Johnny Come Lately – American Oak
Since 1935, the end of Prohibition, America has changed the taste of Scottish and Irish whisky, a cultural dominance as far reaching as the hamburger, as all embracing as blue jeans.
From the seventeenth century onwards various alliances, treaties and wars, meant that the fortified wines of Sherry, Port and Madeira were particularly popular in the British Isles. Shipped in casks, the wines were bottled at the port of entry and empty casks re-used by grateful whisky companies.
It didn’t take long for traders to realise that the original contents, the dark sweet wines, could mellow maturing whisky beneficially – badly distilled whisky could even be made to taste good, young whisky look old.
These casks were hand-coopered from European oak, Quercus Robar, widely found across the mid latitudes of Europe.
The dominance of European oak casks lasted until the beginning of the twentieth century when the United States were mass producing casks by machine on a scale never before seen. In 1920, the celebrated bonviveur George Saintsbury, noticed:
“I have noticed, in the forty-five years since I began to study whisky, that the general style of most if not all kinds has changed…The older whiskies were darker in colour, from being kept in golden Sherry or Madeira casks, rather sweeter in taste, and rather heavier in texture; the newer are lighter in both the first and the last aspect, and much drier in taste.”

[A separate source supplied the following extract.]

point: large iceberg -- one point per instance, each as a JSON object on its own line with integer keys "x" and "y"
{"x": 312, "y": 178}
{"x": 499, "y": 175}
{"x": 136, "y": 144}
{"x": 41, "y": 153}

That’s the changeover from French to American oak, the arrival of the brash Bourbon barrels, with their tyloses, coming over here.
The Bourbon barrel is made from Quercus Alba or white oak, commonly known as American oak. The cellular structure contains bubble-like cell structures called tyloses that bulge into the cavities of the xylem making the wood particularly watertight, allowing for thinner staves – and sawn oak rather than split essential for mechanised, mass-production barrel-making.
Bourbon distillers seek dark colours, high levels of vanilla and caramel flavours that Bourbon (distilled from maize) draws out from the heavily charred barrels. After prohibition, in 1935, this long established, new oak tradition was made federal law: used once only, the barrels had to be discarded. Being cheap, they were eagerly snapped up by increasingly voracious Scottish & Irish distillers.
The explosion of Bourbon cask usage for maturing whisky coincided with the weakening in popularity and so availability of Sherry, Port and Madeira butts. The final nail in the sherry butt coffin was the outlawing in1981 of bulk exports.
Today, 97% of all Scottish and Irish whisky is maturing in American oak. Quercus Alba has unwittingly changed the very style of Scotch and Irish whisky: it’s simpler, vanilla and caramel flavours have taken over from French oak’s more complex, buttered-toast.
We think that’s a pity. We feel a combination of the two is needed.